Le but de la vie est d’enseigner aux gens comment marcher dans l’Esprit. Personne ne peut marcher dans l’Esprit et avoir du feu étranger. Donc, je vais travailler sur tout type de feu étranger, non pas par légalisme ou par religion, et certainement pas par « contrôle ». Ce sont des bêtises absurdes. Je vais me pencher sur le feu étranger d’une personne parce qu’elle ne peut pas avoir à la fois le feu sacré et le feu étranger. Cela signifie que nous allons parler des raisons pour lesquelles une personne est tellement enthousiaste à l’idée de s’impliquer. Et ce n’est pas parce que je suis opposé à ce que cette personne apprécie son implication dans le projet ou d’autres choses dans la vie. Non ! Je ne dis pas qu’il faut être morose. Non ! Je parle du feu étranger. Jésus peut rire, mais il ne va pas glousser ! Jésus peut sourire, mais il ne va pas être excité de s’impliquer dans quelque chose. Pourquoi ? Parce que toute son identité est dans le Père. Il peut apprécier les molécules, mais il n’est pas amoureux des molécules. Cela lui est égal. Tout ce qui lui importe, c’est « Je n’ai pas perdu ceux que tu m’as donnés, Père ». Ouf !

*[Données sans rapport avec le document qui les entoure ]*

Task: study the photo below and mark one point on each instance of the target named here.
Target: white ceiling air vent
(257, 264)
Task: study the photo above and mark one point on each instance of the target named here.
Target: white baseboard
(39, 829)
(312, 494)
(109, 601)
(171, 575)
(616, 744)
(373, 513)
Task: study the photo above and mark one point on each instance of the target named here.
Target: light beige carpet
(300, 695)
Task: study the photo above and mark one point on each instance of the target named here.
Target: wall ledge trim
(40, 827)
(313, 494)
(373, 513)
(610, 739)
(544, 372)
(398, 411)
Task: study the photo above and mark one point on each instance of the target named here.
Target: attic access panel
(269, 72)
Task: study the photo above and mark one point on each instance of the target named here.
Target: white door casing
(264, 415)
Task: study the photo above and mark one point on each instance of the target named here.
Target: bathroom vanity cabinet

Merci. Je pense que j’ai laissé beaucoup de « mémoire musculaire » se développer en valorisant les mauvaises choses, en imaginant des situations qui semblent valider ma vie. Je vois maintenant à travers cela, mais je crains un peu de retomber facilement dans ces modes de pensée.
Lorsque je suis devenu chrétien, je n’avais personne pour m’aider. J’étais à l’université et je suis rentré au foyer de la fraternité avec 120 « frères » qui chantaient des chansons vulgaires et se comportaient de manière vulgaire. Après être revenu dans ce monde, je me suis retrouvé dans des situations où je devais faire des choix. Personne ne m’a dit ce que j’étais censé faire maintenant que j’étais chrétien. J’ai dû identifier par moi-même ce qui n’était pas compatible avec Jésus. Ainsi, la « mémoire musculaire » m’a ramené dans des situations où je devais faire des choix, mais je devais trouver ces limites.
Ce que je veux dire, c’est que la mémoire musculaire est réelle. La mienne était bien plus évidente que la tienne et je ne l’ai pas comprise, même avec toutes les bonnes intentions du monde. Je ne l’ai tout simplement pas anticipée. Tu vas devoir t’arrêter et reconnaître ce qui est de la radio, ce qui est des échos de radio, et des échos d’échos de souvenirs de radio, et tu vas devoir t’arrêter et ne pas te laisser emporter par ces choses. Respire profondément et avant de dire ou de faire quoi que ce soit, demande-toi : « Est-ce cela ? » Ce ne sera pas évident pour toi. Tu vas être tenté de réagir de la même manière, tout comme je l’étais. Mes tentations étaient bien plus évidentes que les tiennes et j’ai mordu à l’hameçon, alors je comprends ! Alors, protège-toi du mieux que tu peux et sois ouvert aux idées des autres : « Est-ce que ça pourrait être ceci ?... Est-ce que ça pourrait être cela ? »
En résumé, retiens que le sens de la vie n’est pas d’être responsable de quoi que ce soit. Le sens de la vie est d’aider de vraies personnes, avec des visages, des noms, des histoires et des défis, à apprendre à marcher dans l’Esprit. Quelle est la meilleure façon de montrer Jésus à quelqu’un de manière à ce qu’il ne ressente plus le besoin de courir après d’autres choses ? Ce n’est pas en étant responsable d’un projet, en étant visible ou en portant un « badge ». C’est en payant le prix de l’implication, de l’observation attentive, de la patience et de l’intervention délicate.